Wo also ist dann das Problem? »Much ado about nothing«? Ich sehe das Problem in einem Phänomen, das von Familientherapeuten »Kollusion« genannt wird: in einem Zusammenspiel, das von zwei (Streit)-Partnern agiert wird. In dem hier referierten Buch wurde eine Variante davon ausführlich und kenntnisreich beschrieben, nämlich in dem öffentlich ausgetragenen Hin-und-her-Gezerre zwischen einerseits gezielten und ggf. auch mal beleidigenden Provokationen durch kirchenkritische Künstler, und andererseits weit überzogenen Reaktionen der Religionsverteidiger darauf, wobei beide Seiten sich gern auf »Rechte« berufen, die ihnen das geltende Gesetz gar nicht einräumt. Es gibt nämlich kein Recht auf Beschimpfung und Beleidigung öffentlich praktizierten Glaubens und öffentlicher weltanschaulicher Meinungsäußerung, und es gibt genauso wenig ein Recht auf Verfolgung und Bestrafung von Religionskritik und „Gotteslästerung“.

Die Konsequenz? In Anbetracht der eben angesprochenen Kollusion sollten wir darauf bestehen, dass Menschen ihren Glauben oder ihre Weltanschauung leben und im Rahmen der Gesetze öffentlich praktizieren dürfen, aber auch, dass die Nicht-so-Glaubenden sagen und schreiben dürfen, was sie denken, auch was sie über die Religionen, ihre heiligen Bücher und ihre Propheten, ihre geistlichen Führer und religiös eifernden Politiker denken, auch über deren Gott!
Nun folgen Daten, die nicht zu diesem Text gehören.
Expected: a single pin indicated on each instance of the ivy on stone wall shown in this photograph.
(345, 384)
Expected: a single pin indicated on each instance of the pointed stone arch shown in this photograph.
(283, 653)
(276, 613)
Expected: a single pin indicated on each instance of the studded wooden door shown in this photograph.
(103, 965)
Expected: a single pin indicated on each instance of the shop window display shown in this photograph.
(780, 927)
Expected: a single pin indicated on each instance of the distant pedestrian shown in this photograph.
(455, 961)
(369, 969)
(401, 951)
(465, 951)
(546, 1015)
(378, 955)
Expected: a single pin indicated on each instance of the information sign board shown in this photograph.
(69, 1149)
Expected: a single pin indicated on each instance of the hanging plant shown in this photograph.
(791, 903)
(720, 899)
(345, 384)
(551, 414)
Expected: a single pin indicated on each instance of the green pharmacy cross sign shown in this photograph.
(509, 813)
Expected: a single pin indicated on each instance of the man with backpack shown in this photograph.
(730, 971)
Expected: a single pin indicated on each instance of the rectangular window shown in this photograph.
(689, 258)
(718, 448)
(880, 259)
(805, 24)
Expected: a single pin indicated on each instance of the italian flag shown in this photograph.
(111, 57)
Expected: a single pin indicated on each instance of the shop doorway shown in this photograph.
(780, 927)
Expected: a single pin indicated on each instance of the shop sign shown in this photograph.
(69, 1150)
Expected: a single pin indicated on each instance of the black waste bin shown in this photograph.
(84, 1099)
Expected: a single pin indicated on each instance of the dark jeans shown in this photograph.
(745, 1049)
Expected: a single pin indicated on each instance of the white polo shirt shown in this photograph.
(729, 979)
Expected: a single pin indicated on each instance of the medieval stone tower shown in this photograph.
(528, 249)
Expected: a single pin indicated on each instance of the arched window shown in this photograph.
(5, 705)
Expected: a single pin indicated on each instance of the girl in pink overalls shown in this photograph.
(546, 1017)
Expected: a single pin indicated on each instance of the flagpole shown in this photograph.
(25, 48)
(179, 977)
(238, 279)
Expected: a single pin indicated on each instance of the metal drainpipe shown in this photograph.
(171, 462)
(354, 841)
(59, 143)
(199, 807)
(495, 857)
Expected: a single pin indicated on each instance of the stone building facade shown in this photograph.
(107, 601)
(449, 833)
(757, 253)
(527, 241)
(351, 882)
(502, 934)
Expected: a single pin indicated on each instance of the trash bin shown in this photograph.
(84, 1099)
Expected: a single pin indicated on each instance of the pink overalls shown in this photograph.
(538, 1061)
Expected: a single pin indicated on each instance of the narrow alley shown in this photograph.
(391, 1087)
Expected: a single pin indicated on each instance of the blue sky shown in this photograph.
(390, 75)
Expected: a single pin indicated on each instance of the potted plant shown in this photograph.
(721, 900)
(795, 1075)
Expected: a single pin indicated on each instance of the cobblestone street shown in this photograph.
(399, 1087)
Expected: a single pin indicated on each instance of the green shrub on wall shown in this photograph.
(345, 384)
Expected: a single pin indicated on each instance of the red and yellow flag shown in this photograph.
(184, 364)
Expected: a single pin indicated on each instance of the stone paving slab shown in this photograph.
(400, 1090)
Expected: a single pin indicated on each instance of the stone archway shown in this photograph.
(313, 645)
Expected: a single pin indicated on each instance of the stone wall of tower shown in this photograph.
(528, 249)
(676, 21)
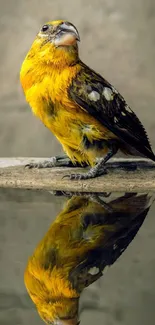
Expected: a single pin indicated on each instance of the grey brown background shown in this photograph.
(118, 41)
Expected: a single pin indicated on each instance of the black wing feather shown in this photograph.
(114, 114)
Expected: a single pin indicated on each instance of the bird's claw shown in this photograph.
(43, 164)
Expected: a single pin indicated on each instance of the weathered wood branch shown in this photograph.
(137, 175)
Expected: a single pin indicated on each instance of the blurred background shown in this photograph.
(117, 40)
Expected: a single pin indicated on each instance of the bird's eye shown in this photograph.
(45, 28)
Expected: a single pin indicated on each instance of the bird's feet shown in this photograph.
(93, 172)
(57, 161)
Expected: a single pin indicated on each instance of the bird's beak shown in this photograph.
(66, 35)
(73, 321)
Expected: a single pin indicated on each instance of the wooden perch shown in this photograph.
(137, 175)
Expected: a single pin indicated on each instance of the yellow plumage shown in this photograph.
(85, 237)
(85, 113)
(46, 75)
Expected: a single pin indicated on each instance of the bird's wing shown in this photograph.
(101, 100)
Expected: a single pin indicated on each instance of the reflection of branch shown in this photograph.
(134, 175)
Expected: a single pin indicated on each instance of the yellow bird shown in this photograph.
(85, 112)
(85, 237)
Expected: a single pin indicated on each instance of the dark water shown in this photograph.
(124, 295)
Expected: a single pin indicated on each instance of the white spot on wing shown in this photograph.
(105, 269)
(108, 93)
(123, 113)
(115, 119)
(127, 108)
(94, 270)
(114, 90)
(94, 96)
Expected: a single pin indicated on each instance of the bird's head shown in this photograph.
(64, 312)
(56, 43)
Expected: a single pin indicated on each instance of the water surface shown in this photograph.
(124, 295)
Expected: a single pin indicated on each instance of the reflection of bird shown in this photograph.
(84, 238)
(86, 114)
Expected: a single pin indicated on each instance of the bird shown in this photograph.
(87, 115)
(86, 237)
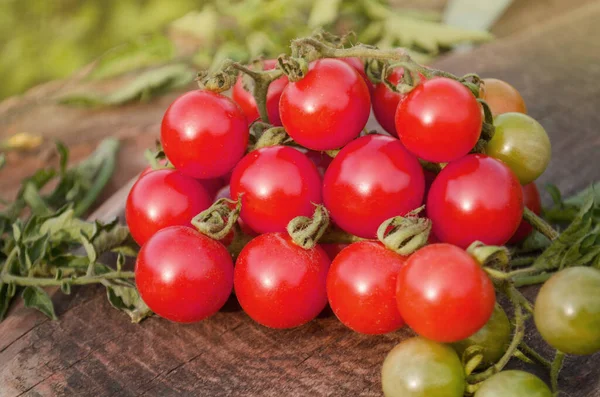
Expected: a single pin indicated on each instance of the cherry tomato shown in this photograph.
(418, 367)
(502, 97)
(332, 250)
(531, 199)
(372, 179)
(195, 130)
(443, 294)
(494, 338)
(439, 120)
(521, 143)
(359, 65)
(476, 198)
(513, 383)
(280, 284)
(163, 198)
(567, 310)
(246, 100)
(385, 102)
(327, 108)
(361, 287)
(182, 275)
(277, 184)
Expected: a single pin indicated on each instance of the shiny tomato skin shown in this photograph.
(280, 284)
(359, 65)
(439, 120)
(531, 200)
(328, 107)
(245, 98)
(163, 198)
(182, 275)
(277, 184)
(385, 102)
(372, 179)
(476, 198)
(502, 97)
(443, 294)
(361, 287)
(198, 127)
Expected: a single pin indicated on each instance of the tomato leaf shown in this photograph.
(129, 301)
(37, 298)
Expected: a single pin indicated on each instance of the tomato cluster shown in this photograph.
(440, 290)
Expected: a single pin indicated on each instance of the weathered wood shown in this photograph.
(94, 351)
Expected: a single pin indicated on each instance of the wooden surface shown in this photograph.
(94, 351)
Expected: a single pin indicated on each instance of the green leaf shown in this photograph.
(128, 300)
(140, 53)
(147, 85)
(37, 298)
(430, 35)
(323, 12)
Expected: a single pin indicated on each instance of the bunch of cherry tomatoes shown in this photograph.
(440, 290)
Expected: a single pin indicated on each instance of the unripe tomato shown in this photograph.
(443, 294)
(531, 199)
(476, 198)
(439, 120)
(513, 384)
(522, 143)
(163, 198)
(204, 134)
(245, 98)
(276, 184)
(372, 179)
(280, 284)
(182, 275)
(361, 287)
(328, 107)
(502, 97)
(418, 367)
(567, 310)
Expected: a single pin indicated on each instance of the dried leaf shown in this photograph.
(37, 298)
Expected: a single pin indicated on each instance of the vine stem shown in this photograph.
(555, 371)
(518, 336)
(539, 224)
(52, 282)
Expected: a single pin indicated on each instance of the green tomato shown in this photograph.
(494, 337)
(521, 143)
(513, 384)
(419, 367)
(567, 310)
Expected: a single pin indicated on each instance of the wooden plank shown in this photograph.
(93, 349)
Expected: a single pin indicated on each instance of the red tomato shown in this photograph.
(333, 249)
(277, 184)
(531, 199)
(182, 275)
(443, 294)
(195, 130)
(372, 179)
(245, 98)
(476, 198)
(440, 120)
(280, 284)
(361, 287)
(385, 102)
(163, 198)
(359, 65)
(327, 108)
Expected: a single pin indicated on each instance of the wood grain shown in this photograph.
(94, 351)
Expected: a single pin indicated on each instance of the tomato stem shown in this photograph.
(555, 371)
(539, 224)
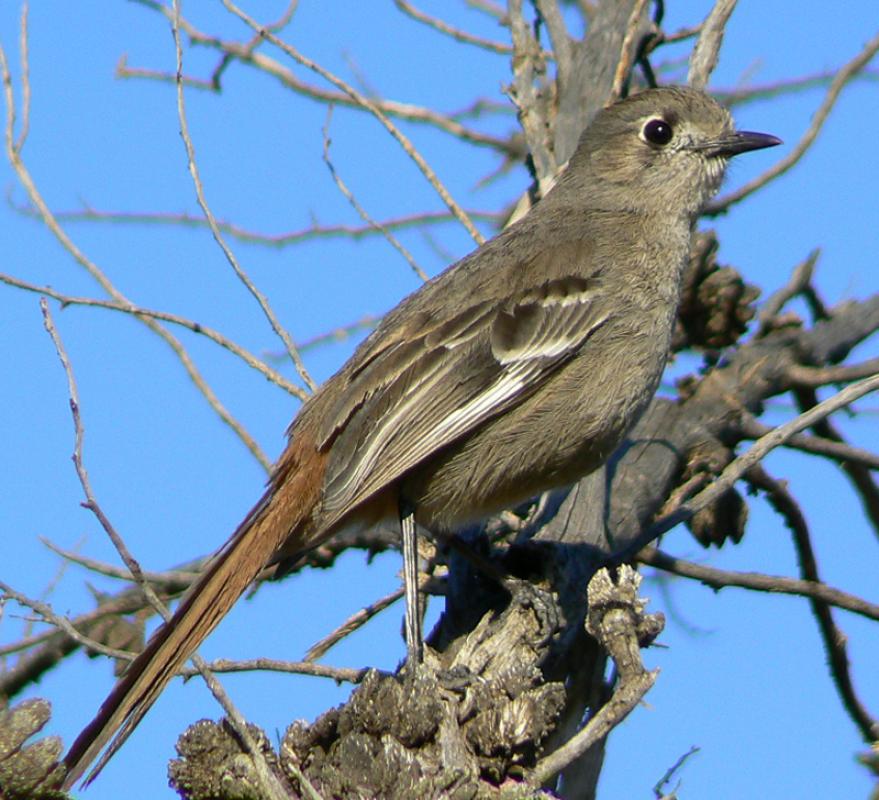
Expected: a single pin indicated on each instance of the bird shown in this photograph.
(516, 370)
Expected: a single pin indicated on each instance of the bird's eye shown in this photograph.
(657, 131)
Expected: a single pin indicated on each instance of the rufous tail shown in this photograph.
(271, 523)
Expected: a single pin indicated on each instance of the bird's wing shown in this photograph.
(420, 394)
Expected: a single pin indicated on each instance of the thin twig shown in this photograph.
(849, 71)
(368, 104)
(91, 502)
(172, 577)
(704, 57)
(800, 278)
(314, 231)
(814, 377)
(759, 582)
(456, 33)
(268, 781)
(196, 327)
(338, 674)
(627, 51)
(749, 459)
(355, 204)
(355, 621)
(24, 58)
(245, 279)
(860, 477)
(834, 639)
(24, 176)
(752, 428)
(529, 68)
(62, 623)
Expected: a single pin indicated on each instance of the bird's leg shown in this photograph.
(414, 635)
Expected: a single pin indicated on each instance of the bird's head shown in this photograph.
(663, 150)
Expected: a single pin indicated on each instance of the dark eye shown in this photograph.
(658, 131)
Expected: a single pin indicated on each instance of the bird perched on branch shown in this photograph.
(517, 370)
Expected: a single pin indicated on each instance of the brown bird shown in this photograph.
(517, 370)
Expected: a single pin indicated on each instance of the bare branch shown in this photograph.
(245, 279)
(339, 674)
(456, 33)
(368, 104)
(314, 231)
(627, 51)
(816, 445)
(353, 623)
(703, 60)
(62, 623)
(800, 279)
(846, 74)
(834, 639)
(814, 377)
(14, 156)
(349, 196)
(617, 620)
(758, 451)
(774, 584)
(196, 327)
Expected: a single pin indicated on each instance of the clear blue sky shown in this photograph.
(743, 676)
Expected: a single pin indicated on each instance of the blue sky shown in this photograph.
(743, 676)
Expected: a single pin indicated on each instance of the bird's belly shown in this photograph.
(550, 440)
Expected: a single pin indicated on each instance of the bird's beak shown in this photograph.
(738, 142)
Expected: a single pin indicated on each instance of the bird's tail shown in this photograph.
(273, 521)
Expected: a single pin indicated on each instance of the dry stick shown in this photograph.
(758, 582)
(13, 152)
(834, 639)
(849, 71)
(740, 465)
(91, 502)
(752, 428)
(860, 477)
(456, 33)
(62, 623)
(245, 279)
(137, 311)
(614, 616)
(372, 107)
(558, 35)
(24, 59)
(627, 52)
(91, 214)
(703, 60)
(765, 91)
(527, 66)
(349, 196)
(246, 54)
(354, 622)
(800, 278)
(174, 577)
(814, 377)
(269, 782)
(338, 674)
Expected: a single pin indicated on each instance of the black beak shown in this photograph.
(738, 142)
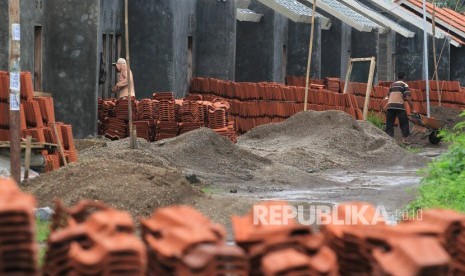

Das ist ja auch ohne Beleidigungen und grobe Beschimpfungen möglich; korrekte Beschreibungen und sachliche Analysen reichen dafür schon völlig aus. Nutzen wir also die religiösen und die religionskritischen Freiheiten in unserem Rechtstaat, vertrauen wir den Gerichten (wenigstens den höheren Instanzen!), wehren wir uns gegen religiöse und antireligiöse Intoleranz, wagen wir zu wissen - und öffentlich zu sagen, was wir meinen und glauben!